Sure enough, the Rochestown Lodge has a teeny-tiny gym alright. The entire place could be fit into the fitness room of one of the gyms I belonged to in Chicago. But since I can walk there in 2 minutes and those treadmills are going to look pretty damn good in December when it’s lashing cold, sleety-rain during the six freaking hours of daylight, I bit the bullet and joined up.

Today, I went to my new gym and I think it’s going to work out just fine. Since yesterday’s camogie training was pretty rough, I was just looking to lift weights and then take advantage of the hot tub and sauna. My right leg looks like I was attacked by a crazy girl with a stick, which is about half-true. The person responsible is actually very nice and it must be said, I’m sure I gave as good as I got.

After 20 minutes warming up on the treadmill, a short weight-lifting session and a 400-meter swim, I felt that I’d earned my time in the hot tub and the sauna. I don’t mind the 15-meter pool, the tiny weight lifting area or the miniscule aerobics studio. I can even live with the very small changing room. But there’s one thing about this new gym that is a huge bummer for me – co-ed hot-tub and sauna.

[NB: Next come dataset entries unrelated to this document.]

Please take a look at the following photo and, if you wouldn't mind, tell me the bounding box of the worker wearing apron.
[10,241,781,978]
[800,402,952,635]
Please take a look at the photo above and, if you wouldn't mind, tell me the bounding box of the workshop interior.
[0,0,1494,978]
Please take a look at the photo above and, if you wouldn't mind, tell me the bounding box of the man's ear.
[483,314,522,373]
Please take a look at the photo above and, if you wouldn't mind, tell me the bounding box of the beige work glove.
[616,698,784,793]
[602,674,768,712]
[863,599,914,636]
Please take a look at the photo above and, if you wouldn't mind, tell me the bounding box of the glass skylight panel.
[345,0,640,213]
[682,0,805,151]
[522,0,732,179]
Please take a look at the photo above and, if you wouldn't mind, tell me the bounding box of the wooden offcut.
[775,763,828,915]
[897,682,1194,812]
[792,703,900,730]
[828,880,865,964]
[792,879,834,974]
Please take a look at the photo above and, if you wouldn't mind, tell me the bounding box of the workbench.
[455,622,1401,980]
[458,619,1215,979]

Ed. Note: Dad, Shane, you’ve been warned. I cannot be held responsible if you feel skeevy after reading further than this point.

A co-ed hot-tub and sauna are just not cool. There’s the obvious issue – if there’s some gross old guy in the hot-tub, I don’t want to share with him. Truth be told, I don’t want to share with anyone but I really don’t want to share with any leer-ers or drool-ers, you know?

But it’s more than that. The best gym I ever belonged to, Lake Shore Athletic Club, had great locker room facilities, which included a huge hot-tub and a roomy sauna. At first, I was very prim and proper and only used the facilities while wearing a bathing suit. But then, after the umpteenth hundredth time of having a nekkid woman climb into the hot-tub with me, I got over it. Yes, we’re all girls, we all have roughly the same equipment. And if you can’t let it all hang-out in the safety of the locker room, then where can you?

Once I got used to it (and really, after you got into the whirling water, who could see anything anyway?), I found I really enjoyed it. It was nice not having the constriction of a bathing suit. I did try to avoid getting into the hot-tub if it was already occupied, but this wasn’t always possible. It didn’t matter much though. Most women kept their eyes closed. It’s sort of how you ignore people in elevators or in crowded subway trains. It’s rude way of being polite – by acting like you have a confined space to yourself, you are paradoxically respecting other people’s personal space.

If you’ve never lived in a city where you have to commute on overly crowded trains – if you’ve never spent 30 minutes with your face practically crammed in someone else’s armpit – then this probably doesn’t make much sense. I know, it’s counterintuitive, but you learn to go with it.

After experiencing the bliss of nekkid hot-tubbing and sauna-ing, having to go back to prim-and-proper is a big disappointment. Not a deal breaker, of course, since my muscles appreciate the TLC of warm bubbly water and scorching hot air. But it’s like driving an ancient automatic-transmission wood-paneled station wagon after owning a sleek, sporty manual-transmission convertible. You still get from A to B, but you’re not having nearly as much enjoyment on the way there.

4 Comments:

At 27 October 2005 at 21:25, Blogger Lyss said...

I do hope that the icky men at your new gym wear bathing suits.

 
At 28 October 2005 at 16:30, Blogger Shane said...

Thanks for the warning. It wasn't that bad.

 
At 28 October 2005 at 20:07, Blogger -Ann said...

Heh. Yep. Everyone wears a bathing suit and a swimming cap. It's the law. Or at least the rule. The hot-tub is out in the pool area and then the sauna and steam room are doors just off the pool area. There's no illusion of privacy.

 
At 29 October 2005 at 01:24, Blogger Career Guy said...

That wasn't so bad, though I can't believe you actually shared a hot tub with anyone--m or f, clothed or nekkid.